Investors nervously eyed developments in Greece’s debt talks ahead of the looming deadline for Greece to repay €1.6 billion to the International Monetary Fund on June 30. If Greece misses the payment it risks going into default, which could trigger the country’s exit from the euro area.

Negotiations faltered on Wednesday after Greece’s creditors rejected some of its latest proposed reforms and presented the government with counter proposals for a deal to unlock bailout funds.

Discussions were expected to resume in Brussels on Thursday morning, ahead of a Eurogroup meeting of euro zone finance ministers scheduled later in the day.

On the New York Mercantile Exchange, crude oil for August delivery shed 13 cents, or 0.22%, to trade at $60.14 a barrel during European morning hours.

A day earlier, Nymex oil lost 74 cents, or 1.21%, to end at $60.27 after data showed that U.S. motor gasoline inventories rose by 0.7 million barrels last week, while distillate stockpiles increased by 1.8 million barrels.

Energy traders have been paying close attention to gasoline stockpiles in recent weeks as the U.S. driving season entered its peak gasoline demand period.

Total crude oil inventories fell by 4.9 million barrels last week to 463.0 million, compared to expectations for a drop of 2.1 million barrels to 465.8 million.

Elsewhere, on the ICE Futures Exchange in London, Brent oil for August delivery inched down 2 cents, or 0.04%, to trade at $63.47 a barrel.
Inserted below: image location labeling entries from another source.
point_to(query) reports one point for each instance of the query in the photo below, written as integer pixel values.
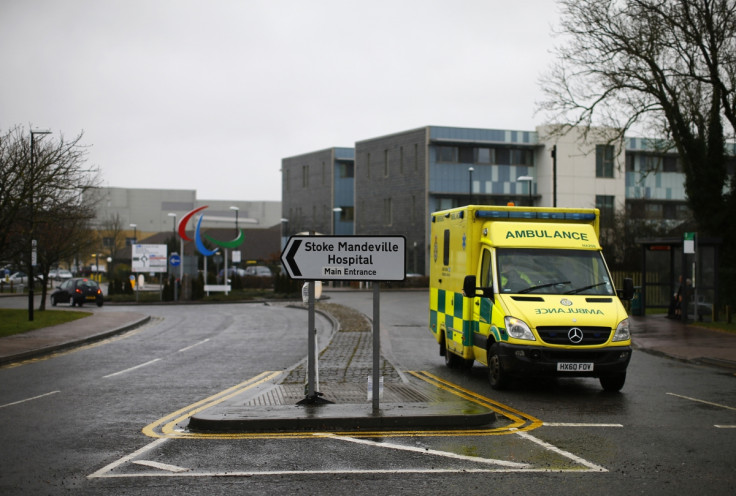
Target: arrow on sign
(291, 264)
(345, 258)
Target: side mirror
(628, 291)
(469, 287)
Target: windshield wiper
(540, 286)
(576, 291)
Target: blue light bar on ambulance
(529, 214)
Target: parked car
(77, 291)
(18, 278)
(258, 271)
(60, 275)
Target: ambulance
(526, 292)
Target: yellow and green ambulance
(526, 291)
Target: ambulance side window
(446, 249)
(486, 269)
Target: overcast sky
(211, 95)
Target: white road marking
(29, 399)
(566, 454)
(161, 466)
(192, 346)
(425, 451)
(702, 401)
(132, 368)
(109, 468)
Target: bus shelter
(681, 266)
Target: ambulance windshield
(550, 271)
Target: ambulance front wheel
(613, 383)
(498, 377)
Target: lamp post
(32, 260)
(173, 226)
(529, 180)
(337, 211)
(284, 230)
(470, 184)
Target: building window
(484, 155)
(669, 164)
(305, 176)
(345, 170)
(604, 203)
(466, 155)
(447, 154)
(604, 161)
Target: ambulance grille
(561, 335)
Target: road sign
(149, 258)
(345, 258)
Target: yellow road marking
(166, 426)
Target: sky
(211, 95)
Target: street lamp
(32, 261)
(284, 230)
(173, 226)
(232, 207)
(528, 179)
(470, 184)
(337, 211)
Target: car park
(77, 291)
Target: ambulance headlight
(518, 329)
(623, 333)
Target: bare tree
(665, 67)
(49, 197)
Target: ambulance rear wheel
(613, 383)
(451, 360)
(498, 378)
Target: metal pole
(376, 343)
(311, 345)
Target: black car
(77, 291)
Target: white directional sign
(345, 258)
(149, 258)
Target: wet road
(74, 422)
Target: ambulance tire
(451, 360)
(496, 375)
(613, 383)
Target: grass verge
(15, 321)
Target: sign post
(346, 258)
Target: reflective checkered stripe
(448, 308)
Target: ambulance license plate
(574, 367)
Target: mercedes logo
(575, 335)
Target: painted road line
(576, 424)
(161, 466)
(169, 422)
(520, 420)
(427, 451)
(702, 401)
(193, 346)
(29, 399)
(112, 466)
(592, 466)
(131, 368)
On Wednesday, Brent futures dropped 96 cents, or 1.49%, to close at $63.49.

The spread between the Brent and the WTI crude contracts stood at $3.33 a barrel, compared to $3.22 by close of trade on Wednesday.

Market participants were looking ahead to reports on U.S. consumer spending and weekly jobless claims due out later in the day amid ongoing speculation over prospects for higher interest rates.

Data on Wednesday showed that a contraction in U.S. first quarter economic growth was not a severe as initially estimated. The Commerce Department said the economy contracted at an annual rate of 0.2% in the three months to March, lower than the initial estimate for a 0.7% contraction reported last month.

The upward revision to was due in large part to stronger consumer spending, which was revised up to 2.1% from the initial estimate of 1.8%.